Fast ETL and reconciliation tool for Scala users:
- Load and merge CSVs.
- Rename, re-order and filter columns.
- Sort and validate rows
- Diff two CSVs, or any lists of comparable elements
- Use external CSV parsing libraries such as CSVReader
Supported Scala versions:
build.sbt:
libraryDependencies += "com.github.agmenc" %% "planet7" % "0.1.13"
Basic ETL:
In this example, we convert from a two-column input format:
Name | Id |
---|---|
Bob | A |
Dave | C |
to a three-column output format:
Id | Value | Name |
---|---|---|
1 | X | bob |
3 | X | dave |
We also manipulate the data:
- Change the names to lower case
- Default "Value" to "X"
- Map the characters "A" and "C" to the numerals "1" and "3".

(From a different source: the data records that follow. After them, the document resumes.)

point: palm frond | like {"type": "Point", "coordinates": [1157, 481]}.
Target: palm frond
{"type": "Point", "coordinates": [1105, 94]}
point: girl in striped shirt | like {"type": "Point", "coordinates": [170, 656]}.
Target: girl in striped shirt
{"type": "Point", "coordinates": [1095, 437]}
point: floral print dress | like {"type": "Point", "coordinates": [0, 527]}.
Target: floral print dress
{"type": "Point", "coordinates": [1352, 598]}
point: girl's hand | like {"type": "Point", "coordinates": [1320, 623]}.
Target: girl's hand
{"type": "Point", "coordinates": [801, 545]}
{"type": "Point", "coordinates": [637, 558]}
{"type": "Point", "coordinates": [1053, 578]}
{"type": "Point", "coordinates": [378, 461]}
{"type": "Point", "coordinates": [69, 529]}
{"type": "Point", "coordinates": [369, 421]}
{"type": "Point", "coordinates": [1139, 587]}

"We can map data and specify default values by column" in {
val twoColumns = Csv("""
|Name,ID
|BOB,A
|DAVE,C
""".stripMargin)
val threeColumns = Csv("""
|ID,Value,Name
|1,X,bob
|3,X,dave
""".stripMargin)
def alphaToNum(alpha: String): String = alpha match {
case "A" => "1"
case _ => "3"
}
val result = twoColumns
.columnStructure("ID", "Value", "Name")
.withMappings(
"Value" -> (_ => "X"), // Default value (for the empty column we added)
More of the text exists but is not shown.